Artepillin C as a targeting survivin molecule in oral squamous cell carcinoma cells in vitro: A preliminary study
Cells are continuously exposed to stress, including oncogenic stress, genomic instability, and cellular hypoxia. Such stimuli would normally trigger the intrinsic pathway of apoptosis in normal cells. However, cancer cells can often evade this response by disabling apoptotic pathways. There are many mechanisms by which cancer cells can reduce or acquire resistance to apoptosis.3 In general, cancer cells can interfere transcriptionally and translationally with the apoptotic pathway by inducing the expression of anti‐apoptotic proteins and/or by suppressing the expression of pro‐apoptotic proteins.4 In addition, approximately 50% of OSCCs have a dysfunctional p53, resulting in the loss of an important checkpoint control mechanism. Thus, OSCC cells are resistant to undergoing apoptosis, and this may play a role, at least in part, in chemoresistance of cancer cells.

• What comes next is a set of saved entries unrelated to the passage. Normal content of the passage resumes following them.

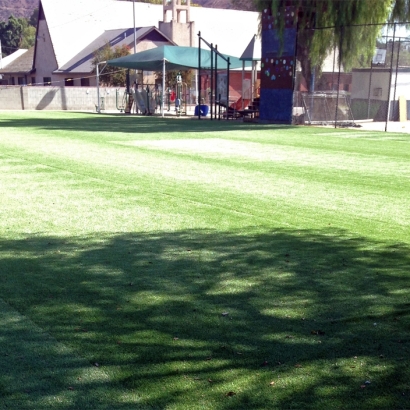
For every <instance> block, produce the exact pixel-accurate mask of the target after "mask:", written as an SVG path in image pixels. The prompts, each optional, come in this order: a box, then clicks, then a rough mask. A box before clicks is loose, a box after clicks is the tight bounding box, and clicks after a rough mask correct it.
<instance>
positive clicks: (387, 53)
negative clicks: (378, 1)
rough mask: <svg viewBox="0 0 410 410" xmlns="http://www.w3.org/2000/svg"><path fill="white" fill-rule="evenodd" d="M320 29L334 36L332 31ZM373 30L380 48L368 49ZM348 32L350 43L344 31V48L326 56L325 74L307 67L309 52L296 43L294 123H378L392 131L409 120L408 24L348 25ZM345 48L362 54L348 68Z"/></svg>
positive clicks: (330, 29)
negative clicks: (359, 50) (306, 67)
mask: <svg viewBox="0 0 410 410" xmlns="http://www.w3.org/2000/svg"><path fill="white" fill-rule="evenodd" d="M316 30H321V33H320V34H321V35H323V36H328V37H329V38H333V29H332V28H328V29H327V28H324V29H316ZM375 30H378V31H380V33H381V34H380V36H379V38H378V40H377V45H376V48H373V47H370V46H369V48H367V49H366V42H367V41H369V39H370V38H371V36H373V38H374V34H373V33H374V31H375ZM348 31H349V33H348V35H347V34H346V37H347V38H346V39H344V38H343V33H341V35H340V46H339V44H336V45H335V47H334V49H333V51H332V52H331V53H329V55H327V56H326V58H325V59H324V61H323V66H322V70H321V72H319V71H318V70H317V69H315V68H310V67H307V68H306V64H304V56H305V58H306V56H307V55H308V54H306V52H307V50H305V49H303V44H302V45H300V44H298V47H297V51H298V54H297V61H298V64H297V67H298V68H297V70H296V75H295V90H294V104H293V105H294V117H293V118H294V121H295V122H297V123H305V124H328V125H334V126H351V125H356V126H359V125H360V124H361V123H365V122H378V123H379V124H380V129H382V128H384V130H385V131H388V125H389V123H392V122H406V121H408V120H410V38H408V37H407V35H406V30H405V24H404V23H401V24H399V23H395V24H390V25H388V26H384V25H370V24H369V25H362V26H354V27H346V28H345V32H346V33H347V32H348ZM299 35H304V34H303V33H300V34H299ZM306 35H309V33H306ZM344 41H345V43H343V42H344ZM346 41H347V43H346ZM346 46H348V47H353V48H358V47H361V50H364V52H363V54H362V55H361V56H360V57H359V58H356V59H354V60H352V61H349V67H347V66H343V65H342V64H340V55H341V53H342V52H343V50H344V49H345V47H346ZM302 67H303V69H302ZM309 68H310V70H309Z"/></svg>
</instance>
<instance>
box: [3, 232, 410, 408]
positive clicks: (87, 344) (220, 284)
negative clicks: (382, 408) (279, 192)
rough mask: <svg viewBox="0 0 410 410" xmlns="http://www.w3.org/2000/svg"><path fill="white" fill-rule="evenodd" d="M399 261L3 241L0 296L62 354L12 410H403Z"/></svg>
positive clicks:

Recently, the targeted elimination of cancer cells by inducing apoptosis has emerged as a valued strategy to combat malignancies.
One of the most promising approaches to eliminate cancer cells is to target molecules that are overexpressed by cancer cells and involved in their growth, proliferation, and survival. Survivin, a member of the inhibitor of apoptosis (IAP) protein family, is highly expressed in most cancer cells, but not in terminally differentiated normal cells.5 It has dual roles as an anti‐apoptotic factor and a mitotic inducer and is one of the key molecules for embryonic and fetal development.6 The anti‐apoptotic activity of survivin is mediated mainly in a caspase‐dependent manner.7 Therefore, antagonizing survivin is a promising therapeutic approach to trigger apoptosis in cancer cells. A recent study has shown that silencing the survivin gene in OSCC cells results in a higher apoptotic rate compared to treatment with 5‐fluorouracil (5‐FU).8 It has also been reported that deletion of survivin results in cell cycle arrest at the S phase or G2/M phase, followed by apoptosis, in HepG2 hepatocellular carcinoma cells.9
Artepillin C (3,5‐diprenyl‐4‐hydroxycinnamic acid) is the major biologically active phenolic component found in Brazilian propolis and has various physiological and biochemical functions.10 Artepillin C is a ligand for peroxisome proliferator‐activated receptor (PPAR)‐γ.15 Artepillin C inhibits tumor growth both in vivo and in vitro by inducing apoptosis.11 It also sensitizes TRAIL‐resistant prostate cancer cells to tumor necrosis factor‐related apoptosis inducing ligand (TRAIL)‐mediated apoptosis.16 However, little is known about its effect on OSCC cells. In addition, whether or not artepillin C modulates survivin expression is not known. This study aimed to investigate the cytotoxicity and antisurvivin activity of artepillin C in OSCC cells as a potential novel therapeutic agent.